Uni Eropa bakal mendeklarasikan Delegated Act. Itu berarti, mereka siap mengimplementasikan Renewable Energy Directive (RED) II pada Februari 2019. 

RED II merupakan kesepakatan mengenai penggunaan bahan bakar ramah lingkungan (biofuel) yang berlaku mulai 2020 mendatang. Melalui kesepakatan ini, sepanjang 2020-2030, negara-negara Uni Eropa akan menetapkan kelapa sawit dalam kategori tanaman pangan risiko tinggi dan risiko rendah Indirect Land Usage Change (ILUC). Artinya, mereka akan membatasi penggunaan minyak sawit dan bahkan menghapusnya secara bertahap dari pasar bahan bakar nabati Uni Eropa. 

Jelas, penerapan RED II bisa memengaruhi perdagangan minyak sawit dunia termasuk ke Eropa. Karena itu, Pemerintah berniat mengajukan keberatan kepada Dewan Pertimbangan Organisasi Perdagangan Dunia (WTO). 

Mahendra Siregar, Staf Khusus Kementerian Luar Negeri, menyampaikan, RED II sejatinya sudah lahir pada 11 Desember 2018 lalu. “Selanjutnya, Delegated Act atau semacam komitmen implementasi ini akan terbit pada 1 Februari 2019 depan,” katanya kepada KONTAN, Jumat (25/1). 

Dalam penerapan RED II, sebenarnya Uni Eropa menetapkan, kewajiban pemenuhan 32% kebutuhan bahan bakar nabati untuk energi dari sumber terbarukan pada 2030 mendatang. Ini berarti, Uni Eropa membutuhkan sumber bahan bakar nabati dalam jumlah besar.
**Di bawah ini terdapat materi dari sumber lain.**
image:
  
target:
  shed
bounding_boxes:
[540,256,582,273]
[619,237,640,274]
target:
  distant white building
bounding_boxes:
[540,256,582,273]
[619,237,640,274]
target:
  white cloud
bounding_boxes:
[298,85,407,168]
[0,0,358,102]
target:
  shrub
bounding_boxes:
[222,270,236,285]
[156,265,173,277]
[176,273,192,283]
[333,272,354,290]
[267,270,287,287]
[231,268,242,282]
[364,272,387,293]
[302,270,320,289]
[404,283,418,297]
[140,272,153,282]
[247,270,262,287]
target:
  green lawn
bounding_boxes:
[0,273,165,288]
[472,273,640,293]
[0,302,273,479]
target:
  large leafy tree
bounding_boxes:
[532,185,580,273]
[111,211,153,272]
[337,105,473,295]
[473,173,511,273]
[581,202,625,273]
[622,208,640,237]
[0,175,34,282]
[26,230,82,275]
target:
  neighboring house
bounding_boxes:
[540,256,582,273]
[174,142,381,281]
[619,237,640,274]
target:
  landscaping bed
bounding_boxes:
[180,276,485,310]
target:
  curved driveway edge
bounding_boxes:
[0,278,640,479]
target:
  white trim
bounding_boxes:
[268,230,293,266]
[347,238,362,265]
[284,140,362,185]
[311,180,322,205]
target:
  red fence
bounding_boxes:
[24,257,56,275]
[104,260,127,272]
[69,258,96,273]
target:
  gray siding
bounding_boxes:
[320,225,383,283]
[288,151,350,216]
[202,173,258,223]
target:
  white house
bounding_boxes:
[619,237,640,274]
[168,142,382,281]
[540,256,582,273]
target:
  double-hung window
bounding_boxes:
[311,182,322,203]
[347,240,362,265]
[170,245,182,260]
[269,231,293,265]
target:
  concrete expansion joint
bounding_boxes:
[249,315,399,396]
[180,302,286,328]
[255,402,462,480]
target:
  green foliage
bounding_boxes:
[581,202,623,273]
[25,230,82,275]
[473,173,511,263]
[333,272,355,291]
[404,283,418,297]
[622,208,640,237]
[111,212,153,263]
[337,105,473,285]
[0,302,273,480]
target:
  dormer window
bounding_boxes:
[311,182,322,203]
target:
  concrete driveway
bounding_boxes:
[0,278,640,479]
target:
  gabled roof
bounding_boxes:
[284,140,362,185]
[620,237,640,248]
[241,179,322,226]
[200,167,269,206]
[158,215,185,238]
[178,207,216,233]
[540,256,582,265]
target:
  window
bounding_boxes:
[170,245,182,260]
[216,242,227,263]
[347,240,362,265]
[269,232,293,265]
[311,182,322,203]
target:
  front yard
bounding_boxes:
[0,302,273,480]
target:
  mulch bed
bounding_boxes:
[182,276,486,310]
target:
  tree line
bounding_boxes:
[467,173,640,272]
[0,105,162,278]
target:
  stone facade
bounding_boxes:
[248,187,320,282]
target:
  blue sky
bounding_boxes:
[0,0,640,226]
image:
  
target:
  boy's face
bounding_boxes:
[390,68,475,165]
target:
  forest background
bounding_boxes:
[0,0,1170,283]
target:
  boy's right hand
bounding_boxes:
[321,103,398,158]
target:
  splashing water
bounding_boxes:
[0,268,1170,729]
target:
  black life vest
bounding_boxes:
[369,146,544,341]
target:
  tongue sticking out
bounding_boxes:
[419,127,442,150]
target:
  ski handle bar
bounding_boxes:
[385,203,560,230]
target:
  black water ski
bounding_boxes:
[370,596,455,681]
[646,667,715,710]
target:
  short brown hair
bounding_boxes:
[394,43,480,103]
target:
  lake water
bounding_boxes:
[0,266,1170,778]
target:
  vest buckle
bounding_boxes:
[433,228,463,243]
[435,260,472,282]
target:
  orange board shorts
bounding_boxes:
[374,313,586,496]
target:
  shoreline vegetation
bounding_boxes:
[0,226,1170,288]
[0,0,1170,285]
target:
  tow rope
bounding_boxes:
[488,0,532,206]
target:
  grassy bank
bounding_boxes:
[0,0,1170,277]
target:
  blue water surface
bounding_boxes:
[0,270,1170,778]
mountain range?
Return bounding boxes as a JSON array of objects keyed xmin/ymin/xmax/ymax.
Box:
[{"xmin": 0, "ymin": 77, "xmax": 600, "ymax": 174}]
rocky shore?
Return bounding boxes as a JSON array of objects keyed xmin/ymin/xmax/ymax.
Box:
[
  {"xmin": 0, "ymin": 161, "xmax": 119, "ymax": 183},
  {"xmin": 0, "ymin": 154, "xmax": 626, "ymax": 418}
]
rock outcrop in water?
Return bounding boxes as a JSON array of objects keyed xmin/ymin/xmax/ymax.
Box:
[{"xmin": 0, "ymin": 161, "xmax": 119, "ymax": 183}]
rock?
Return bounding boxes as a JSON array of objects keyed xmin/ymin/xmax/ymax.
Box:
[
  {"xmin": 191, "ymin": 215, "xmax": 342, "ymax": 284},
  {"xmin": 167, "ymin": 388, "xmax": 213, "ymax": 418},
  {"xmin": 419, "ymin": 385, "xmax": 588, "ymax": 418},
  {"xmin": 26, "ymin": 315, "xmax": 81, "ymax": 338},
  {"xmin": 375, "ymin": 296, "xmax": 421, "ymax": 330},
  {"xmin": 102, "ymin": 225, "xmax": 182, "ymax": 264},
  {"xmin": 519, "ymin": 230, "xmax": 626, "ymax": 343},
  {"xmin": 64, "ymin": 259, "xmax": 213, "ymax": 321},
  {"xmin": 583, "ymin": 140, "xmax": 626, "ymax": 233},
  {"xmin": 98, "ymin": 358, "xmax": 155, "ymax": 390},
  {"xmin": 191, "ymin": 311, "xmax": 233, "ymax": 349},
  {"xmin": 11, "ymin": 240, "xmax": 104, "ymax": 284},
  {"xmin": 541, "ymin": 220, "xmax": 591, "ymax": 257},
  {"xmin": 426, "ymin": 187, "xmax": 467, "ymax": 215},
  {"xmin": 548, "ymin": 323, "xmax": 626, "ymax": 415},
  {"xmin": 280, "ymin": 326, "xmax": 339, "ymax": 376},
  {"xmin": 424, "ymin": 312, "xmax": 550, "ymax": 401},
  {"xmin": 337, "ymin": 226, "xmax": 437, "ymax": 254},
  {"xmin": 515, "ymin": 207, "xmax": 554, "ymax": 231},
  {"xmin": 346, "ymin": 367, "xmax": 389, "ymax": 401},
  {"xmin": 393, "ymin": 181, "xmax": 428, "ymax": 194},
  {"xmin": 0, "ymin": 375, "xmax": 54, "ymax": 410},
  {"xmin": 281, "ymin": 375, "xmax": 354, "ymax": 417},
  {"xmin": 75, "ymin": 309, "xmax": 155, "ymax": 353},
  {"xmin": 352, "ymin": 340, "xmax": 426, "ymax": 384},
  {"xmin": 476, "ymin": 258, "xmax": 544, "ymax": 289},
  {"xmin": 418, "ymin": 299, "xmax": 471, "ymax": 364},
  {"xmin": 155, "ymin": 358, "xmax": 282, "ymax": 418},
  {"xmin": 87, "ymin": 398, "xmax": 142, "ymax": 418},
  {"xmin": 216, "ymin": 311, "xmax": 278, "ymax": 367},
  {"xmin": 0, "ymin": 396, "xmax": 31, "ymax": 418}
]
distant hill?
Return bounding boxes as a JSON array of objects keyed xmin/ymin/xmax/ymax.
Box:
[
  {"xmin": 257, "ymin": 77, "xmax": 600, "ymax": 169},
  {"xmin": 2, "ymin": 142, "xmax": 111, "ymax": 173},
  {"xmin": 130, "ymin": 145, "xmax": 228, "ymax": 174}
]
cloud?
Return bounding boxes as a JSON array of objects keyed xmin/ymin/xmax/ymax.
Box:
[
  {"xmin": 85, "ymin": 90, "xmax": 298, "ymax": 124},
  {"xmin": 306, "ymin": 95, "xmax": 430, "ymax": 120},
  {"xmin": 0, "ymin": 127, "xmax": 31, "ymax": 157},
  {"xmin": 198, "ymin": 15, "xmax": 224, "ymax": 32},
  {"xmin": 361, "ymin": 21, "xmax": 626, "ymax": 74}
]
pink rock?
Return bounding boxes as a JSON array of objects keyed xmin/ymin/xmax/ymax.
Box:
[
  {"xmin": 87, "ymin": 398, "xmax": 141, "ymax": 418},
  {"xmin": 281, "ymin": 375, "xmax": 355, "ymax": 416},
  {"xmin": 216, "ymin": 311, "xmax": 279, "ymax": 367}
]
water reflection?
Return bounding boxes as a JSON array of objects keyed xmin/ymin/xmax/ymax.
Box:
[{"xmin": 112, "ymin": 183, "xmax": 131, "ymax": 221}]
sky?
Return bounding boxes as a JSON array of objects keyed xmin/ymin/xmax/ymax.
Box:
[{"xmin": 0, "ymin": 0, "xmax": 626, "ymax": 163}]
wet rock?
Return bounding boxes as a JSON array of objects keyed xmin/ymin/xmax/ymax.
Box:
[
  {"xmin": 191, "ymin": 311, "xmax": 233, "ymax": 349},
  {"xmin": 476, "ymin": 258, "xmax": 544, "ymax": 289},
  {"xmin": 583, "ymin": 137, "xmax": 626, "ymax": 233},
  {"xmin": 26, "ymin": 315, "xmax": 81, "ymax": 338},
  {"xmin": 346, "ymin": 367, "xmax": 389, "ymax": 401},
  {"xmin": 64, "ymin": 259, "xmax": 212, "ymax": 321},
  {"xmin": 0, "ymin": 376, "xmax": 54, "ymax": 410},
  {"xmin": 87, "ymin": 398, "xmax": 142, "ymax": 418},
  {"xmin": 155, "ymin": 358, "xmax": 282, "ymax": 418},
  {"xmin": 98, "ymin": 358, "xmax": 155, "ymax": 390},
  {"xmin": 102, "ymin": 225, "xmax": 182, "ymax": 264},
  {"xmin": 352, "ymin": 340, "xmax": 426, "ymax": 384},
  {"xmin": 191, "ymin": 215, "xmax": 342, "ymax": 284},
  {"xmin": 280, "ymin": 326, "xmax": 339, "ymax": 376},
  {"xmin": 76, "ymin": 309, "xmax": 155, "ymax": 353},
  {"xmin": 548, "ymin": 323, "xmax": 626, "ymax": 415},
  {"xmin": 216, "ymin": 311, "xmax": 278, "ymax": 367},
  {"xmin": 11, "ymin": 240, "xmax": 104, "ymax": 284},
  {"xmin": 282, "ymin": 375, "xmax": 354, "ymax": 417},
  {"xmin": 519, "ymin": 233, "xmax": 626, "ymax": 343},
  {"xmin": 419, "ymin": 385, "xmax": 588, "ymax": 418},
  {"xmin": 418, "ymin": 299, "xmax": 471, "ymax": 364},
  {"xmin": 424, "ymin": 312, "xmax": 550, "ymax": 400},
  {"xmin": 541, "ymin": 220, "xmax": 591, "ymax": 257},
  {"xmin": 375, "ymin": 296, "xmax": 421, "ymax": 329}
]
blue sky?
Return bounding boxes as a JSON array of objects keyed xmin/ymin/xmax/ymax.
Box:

Cuma, bahan bakar dari sawit atau biodiesel tak masuk daftar. 

Itu sebabnya, Mahendra menegaskan, ini sebuah diskriminasi besar bagi sawit. Apalagi, parameter yang Uni Eropa terapkan pada ILUC tidak relevan untuk negara tropis. “Kriteria LUC disusun untuk menguntungkan komoditas lokal Uni Eropa seperti minyak rapeseed (bunga Bras-sica),” terang dia. 

Menolak kriteria 

Menurut Sahat Sinaga, Direktur Eksekutif Dewan Minyak Sawit Indonesia (DMSI), kebijakan Uni Eropa tersebut bakal membuat ekspor biodiesel kita turun di tahun-tahun mendatang. Meski, sudah tidak lagi mengekspor biodiesel langsung ke Uni Eropa sejak 2014 lalu, tapi pada 2018 negara kita masih mampu mengekspor minyak sawit dalam jumlah yang cukup besar ke benua biru. 

Kendati begitu, dalam catatan Sahat, sepanjang 2018 lalu Uni Eropa mengimpor minyak sawit dari Indonesia sebanyak 4,2 juta ton. Sebanyak 75% di antaranya mereka pakai untuk bahan baku biodiesel dan sisanya buat pangan. “Makanya, kami tak setuju dengan kriteria ILUC yang mereka tetapkan,” tegas Sahat. 

Porsi 75% dari penggunaan ekspor minyak sawit itu, Sahat menambahkan, setara dengan 3,1 juta ton. Nah, jumlah ini yang berpotensi tergerus kalau Uni Eropa menerapkan kebijakan RED II. 

Garis Besar Kebijakan Renewable Energy Directive (RED) II Penggunaan energi terbarukan sebanyak 20% pada 2020 untuk listrik dan kendaraan bermotor. 

Mewajibkan penggunaan biofuel 10% pada 2020 dan mulai mengembangkan agrofuel sebagai biofuel generasi kedua. 

Uji coba telah dilakukan di Inggris dengan menggunakan bioetanol yang berasal dari gula bit untuk dicampur di bensin. Kemudian, biodiesel yang memakai lemak binatang dan minyak rapeseed atau kelompok bunga Brassica untuk dicampur ke solar. Sumber energi lain yang juga bisa dimanfaatkan adalah kedelai dan biji bunga matahari.